On Fri, 17 Nov 2006, Alastair Duncan wrote:
> On Fri, 2006-11-17 at 11:50, Antonio Delgado Peris wrote:
> > It seems that the guesses below are correct. We have seen that with a
> > low number of jobs the number of tomcat threads grows at a much slower
> > rate (or maybe it even remains stable). By now, we have deactivated the
> > new jobwrapper tests (by emptying the jobwrapper-start.d/end.d
> > directories in all the WNs). We expect that tomcat stays alive (and
> > responsive) for a longer time (~ a week) now, but clearly this is not an
> > optimal solution.
> >
> > I will submit a bug on the jobwrapper tests and a bug on tomcat memory
> > problems (although this might be redundant).
>
> We are currently looking at both of these situations. The knock on
> effect of tomcat running out of memory is that the java bug of not
> releasing connections is also encountered so this can have a detrimental
> effect on the registry which we have witnessed. [...]

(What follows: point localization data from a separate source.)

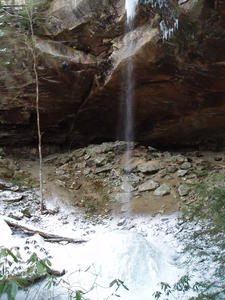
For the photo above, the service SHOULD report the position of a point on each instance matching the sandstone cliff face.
(83, 52)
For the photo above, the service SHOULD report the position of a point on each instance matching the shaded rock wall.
(83, 52)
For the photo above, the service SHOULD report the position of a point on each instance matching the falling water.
(130, 7)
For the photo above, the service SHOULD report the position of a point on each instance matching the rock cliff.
(82, 54)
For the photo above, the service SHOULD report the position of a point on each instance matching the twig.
(48, 237)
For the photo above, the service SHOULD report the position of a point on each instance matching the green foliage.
(211, 200)
(203, 290)
(29, 271)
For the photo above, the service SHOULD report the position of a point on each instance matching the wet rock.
(151, 149)
(122, 197)
(5, 185)
(104, 169)
(127, 187)
(17, 215)
(182, 173)
(172, 169)
(218, 158)
(134, 179)
(87, 171)
(186, 165)
(121, 222)
(26, 212)
(179, 159)
(60, 183)
(163, 173)
(149, 185)
(150, 167)
(9, 196)
(132, 165)
(78, 153)
(183, 190)
(100, 160)
(75, 185)
(163, 190)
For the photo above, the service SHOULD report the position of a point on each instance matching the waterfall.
(130, 6)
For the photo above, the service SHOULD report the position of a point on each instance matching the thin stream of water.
(130, 6)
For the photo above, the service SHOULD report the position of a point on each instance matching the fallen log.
(48, 237)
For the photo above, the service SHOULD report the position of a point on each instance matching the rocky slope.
(82, 53)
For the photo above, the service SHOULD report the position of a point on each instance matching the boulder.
(149, 185)
(163, 190)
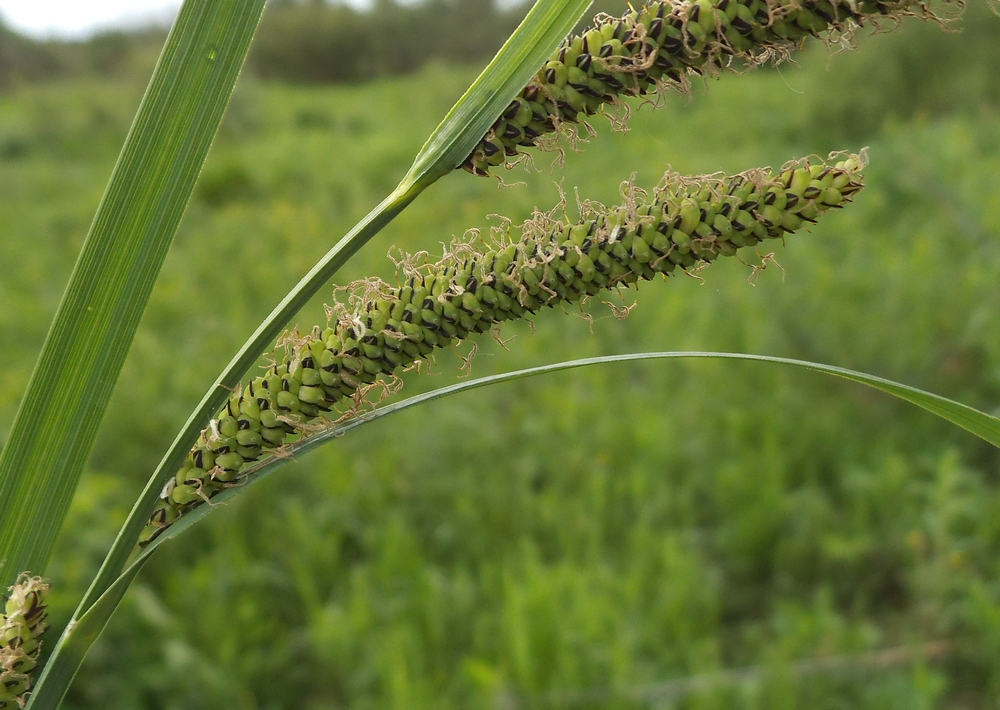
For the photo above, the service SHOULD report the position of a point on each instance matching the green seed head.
(23, 623)
(684, 223)
(660, 46)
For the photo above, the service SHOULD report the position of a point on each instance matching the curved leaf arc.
(972, 420)
(548, 22)
(89, 625)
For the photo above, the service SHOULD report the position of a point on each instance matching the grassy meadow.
(686, 534)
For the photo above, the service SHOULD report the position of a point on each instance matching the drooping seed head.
(659, 47)
(683, 224)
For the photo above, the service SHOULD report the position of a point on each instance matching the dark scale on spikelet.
(684, 224)
(23, 623)
(660, 46)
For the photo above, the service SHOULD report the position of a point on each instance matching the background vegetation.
(579, 540)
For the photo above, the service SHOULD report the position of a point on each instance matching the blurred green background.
(617, 537)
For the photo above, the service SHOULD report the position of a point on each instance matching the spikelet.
(23, 624)
(685, 223)
(660, 46)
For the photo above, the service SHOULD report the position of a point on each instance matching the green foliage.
(597, 530)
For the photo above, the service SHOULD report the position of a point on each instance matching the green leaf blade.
(69, 390)
(543, 28)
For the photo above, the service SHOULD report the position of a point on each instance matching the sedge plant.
(540, 89)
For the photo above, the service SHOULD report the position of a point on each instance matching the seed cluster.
(23, 622)
(686, 222)
(656, 46)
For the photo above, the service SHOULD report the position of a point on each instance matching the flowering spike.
(658, 46)
(23, 622)
(684, 224)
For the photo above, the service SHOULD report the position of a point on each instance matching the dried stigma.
(660, 46)
(684, 224)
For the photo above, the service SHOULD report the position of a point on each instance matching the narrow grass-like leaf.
(80, 361)
(979, 423)
(548, 22)
(89, 625)
(544, 27)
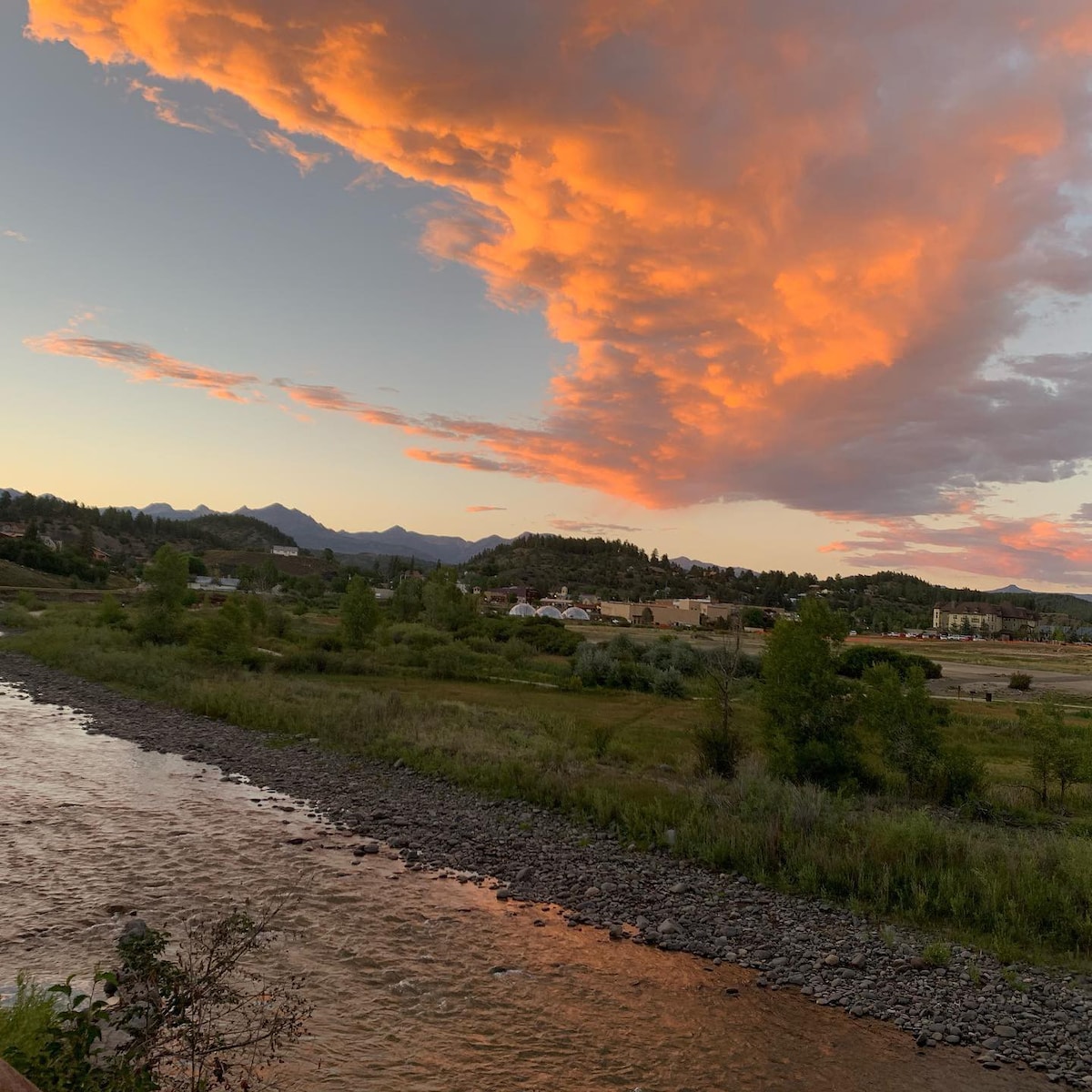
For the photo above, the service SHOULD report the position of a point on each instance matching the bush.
(854, 662)
(959, 776)
(720, 748)
(670, 683)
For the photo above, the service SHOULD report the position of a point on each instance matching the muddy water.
(420, 982)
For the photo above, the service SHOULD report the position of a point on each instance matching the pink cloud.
(784, 241)
(1035, 547)
(145, 364)
(306, 162)
(165, 109)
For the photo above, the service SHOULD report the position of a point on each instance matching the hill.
(306, 531)
(614, 569)
(620, 571)
(126, 539)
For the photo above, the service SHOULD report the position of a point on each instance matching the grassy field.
(1020, 885)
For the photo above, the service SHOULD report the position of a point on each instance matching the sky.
(802, 285)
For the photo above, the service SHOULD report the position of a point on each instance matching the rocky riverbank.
(1008, 1016)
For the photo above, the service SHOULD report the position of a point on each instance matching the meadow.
(1003, 872)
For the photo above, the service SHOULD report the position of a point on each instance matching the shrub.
(670, 683)
(854, 662)
(958, 776)
(720, 748)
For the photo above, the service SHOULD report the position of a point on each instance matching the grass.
(626, 763)
(26, 1022)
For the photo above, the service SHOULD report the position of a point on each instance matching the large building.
(986, 620)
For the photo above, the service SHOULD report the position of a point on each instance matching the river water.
(420, 982)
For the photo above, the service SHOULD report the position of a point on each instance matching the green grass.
(25, 1024)
(626, 763)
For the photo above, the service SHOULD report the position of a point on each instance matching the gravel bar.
(1024, 1016)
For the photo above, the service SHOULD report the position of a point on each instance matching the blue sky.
(545, 268)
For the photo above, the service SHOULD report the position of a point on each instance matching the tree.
(808, 708)
(359, 612)
(1057, 752)
(163, 604)
(445, 605)
(407, 602)
(906, 720)
(719, 741)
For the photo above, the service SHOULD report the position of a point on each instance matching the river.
(420, 982)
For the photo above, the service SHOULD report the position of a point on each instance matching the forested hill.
(134, 536)
(614, 569)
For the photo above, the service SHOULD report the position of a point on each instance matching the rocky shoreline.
(1009, 1016)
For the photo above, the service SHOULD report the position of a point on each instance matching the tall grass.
(1024, 894)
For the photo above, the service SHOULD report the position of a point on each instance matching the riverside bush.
(1024, 889)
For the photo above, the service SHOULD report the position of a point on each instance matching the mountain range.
(310, 534)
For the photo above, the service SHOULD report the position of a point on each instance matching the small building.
(984, 620)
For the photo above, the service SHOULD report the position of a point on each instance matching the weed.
(937, 954)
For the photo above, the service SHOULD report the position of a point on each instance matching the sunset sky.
(803, 284)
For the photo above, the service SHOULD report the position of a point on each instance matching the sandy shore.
(823, 953)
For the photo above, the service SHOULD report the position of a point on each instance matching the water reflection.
(420, 982)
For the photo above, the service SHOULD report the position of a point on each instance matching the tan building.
(984, 620)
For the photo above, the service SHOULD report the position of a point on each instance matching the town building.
(986, 620)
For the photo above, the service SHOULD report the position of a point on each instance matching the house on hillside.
(986, 620)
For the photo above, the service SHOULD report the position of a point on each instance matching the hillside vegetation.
(614, 569)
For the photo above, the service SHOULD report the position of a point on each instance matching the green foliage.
(407, 603)
(1058, 753)
(808, 708)
(225, 632)
(443, 604)
(110, 612)
(958, 776)
(359, 612)
(937, 954)
(162, 606)
(906, 720)
(854, 662)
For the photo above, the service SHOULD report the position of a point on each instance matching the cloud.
(165, 109)
(590, 528)
(785, 243)
(278, 142)
(145, 364)
(1036, 547)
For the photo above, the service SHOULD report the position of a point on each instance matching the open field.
(1019, 885)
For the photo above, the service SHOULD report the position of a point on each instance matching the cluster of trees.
(818, 720)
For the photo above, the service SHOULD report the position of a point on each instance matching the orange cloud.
(782, 244)
(305, 161)
(1036, 547)
(165, 108)
(145, 364)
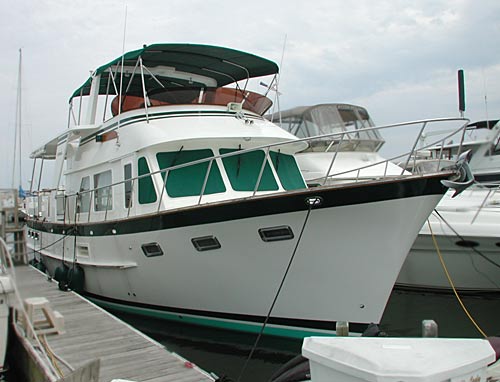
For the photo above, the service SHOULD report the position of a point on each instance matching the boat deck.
(92, 333)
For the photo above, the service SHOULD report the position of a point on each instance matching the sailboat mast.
(17, 136)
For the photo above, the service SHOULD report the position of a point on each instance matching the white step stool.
(53, 321)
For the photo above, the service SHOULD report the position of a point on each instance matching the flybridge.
(160, 75)
(177, 65)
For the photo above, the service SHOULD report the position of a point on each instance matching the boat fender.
(464, 177)
(76, 278)
(495, 344)
(61, 273)
(295, 370)
(373, 330)
(41, 266)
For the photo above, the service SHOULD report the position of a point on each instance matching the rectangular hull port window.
(205, 243)
(152, 249)
(283, 232)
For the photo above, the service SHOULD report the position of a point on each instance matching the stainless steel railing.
(72, 201)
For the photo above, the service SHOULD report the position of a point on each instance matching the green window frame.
(288, 171)
(147, 192)
(188, 181)
(243, 171)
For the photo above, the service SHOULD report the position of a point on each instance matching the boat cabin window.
(127, 174)
(103, 199)
(243, 171)
(147, 193)
(83, 201)
(288, 171)
(189, 180)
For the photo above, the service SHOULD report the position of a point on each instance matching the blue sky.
(399, 59)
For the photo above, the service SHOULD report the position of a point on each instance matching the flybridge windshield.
(172, 74)
(305, 122)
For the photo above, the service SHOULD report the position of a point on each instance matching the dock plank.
(92, 333)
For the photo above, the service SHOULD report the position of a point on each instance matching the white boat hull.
(471, 259)
(344, 268)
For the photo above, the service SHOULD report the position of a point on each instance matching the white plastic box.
(356, 359)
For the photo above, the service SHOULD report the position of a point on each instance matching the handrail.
(337, 138)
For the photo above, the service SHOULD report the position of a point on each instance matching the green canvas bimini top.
(223, 65)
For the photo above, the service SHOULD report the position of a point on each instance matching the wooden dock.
(91, 333)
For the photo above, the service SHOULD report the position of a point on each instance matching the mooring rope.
(451, 282)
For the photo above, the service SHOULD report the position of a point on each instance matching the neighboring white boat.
(342, 139)
(465, 227)
(187, 204)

I suppose it would explain these complaints from the gridftp publishers:
2006-11-17 07:41:58,118: [ERROR] Error creating primary producer.
2006-11-17 07:41:58,119: [ERROR] Unable to locate an available Registry Service
[...]
2006-11-17 21:30:58,717: [ERROR] Failed to insert tuple.
2006-11-17 21:30:58,718: [ERROR] Could not contact R-GMA server at
monb001.cern.ch:8443 - HTTP error 400 (No Host matches server name
monb001.cern.ch)
|